Social media giant Meta has now announced plans to deploy four new generations of its in-house Meta Training and Inference Accelerator (MTIA) chips by the end of 2027. The roadmap of the chips — MTIA 300 (already in production), MTIA 400 (Iris, completing lab testing), MTIA 450 (Arke), and MTIA 500 (Astrid) – comes at a time when Meta has been pushing to reduce reliance on third-party silicon while meeting surging demand for AI workloads across its platforms.

The MTIA 300 is currently powering training for ranking and recommendation systems on Facebook and Instagram. The MTIA 400 has finished lab testing and is moving toward data-center deployment, and is described as “competitive with leading commercial products.” MTIA 450 is targeted for early 2027 mass production, with MTIA 500 following about six months later. Yee Jiun Song, Meta’s vice president of engineering for the MTIA program, described the cadence as unusually rapid: “It’s unusual for any silicon team to release a new chip every six months.”

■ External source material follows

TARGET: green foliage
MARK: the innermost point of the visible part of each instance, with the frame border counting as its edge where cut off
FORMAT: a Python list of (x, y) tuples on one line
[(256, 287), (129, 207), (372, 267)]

“We deploy hundreds of thousands of MTIA chips for inference workloads across both organic content and ads on our apps. These chips are specifically designed for our workloads, and are part of a custom full-stack solution, helping us create a highly optimized system that’s tailored to our needs. This system achieves greater compute efficiency than general use chips for our intended purposes, making MTIA much more cost efficient,” the company wrote in its blog post. The chips are built on the open-source RISC-V architecture, manufactured by Taiwan Semiconductor Manufacturing Co. (TSMC), and developed in partnership with Broadcom. By designing custom silicon on RISC-V architecture and manufacturing via TSMC, Meta achieves better price-per-performance and higher power efficiency, while adapting to the quickly evolving needs of AI.

To provide some background, Meta first disclosed its MTIA program in 2023 and released the second-generation chip in 2024. The initiative is driven by the need to diversify silicon supply, lower costs, and optimize for Meta-specific workloads—particularly content ranking, recommendation algorithms, and generative AI inference. Unlike general-purpose GPUs from Nvidia or AMD, MTIA chips are tailored for internal use, allowing Meta to eliminate unnecessary features and improve price-performance. Still, the development of custom silicon remains expensive and time-intensive. Media reports indicated Meta scrapped an advanced training-focused chip codenamed Olympus due to design difficulties.

The acceleration of AI development has outpaced traditional chip timelines. Song noted: “Even in the last two or three months things have accelerated at a pace that has kind of blown everyone’s minds. Silicon programs have to keep up.” Meta’s dual strategy—building custom silicon while maintaining massive external purchases—reflects this reality. The company recently signed multibillion-dollar deals with Nvidia and AMD for tens of billions of dollars in GPU capacity and is reportedly leasing additional compute from Google. Internal development received a major boost last year when Meta acquired Rivos Inc. along with more than 400 engineers after a failed $800 million bid for South Korean startup FuriosaAI. The expanded team has enabled parallel development of multiple generations.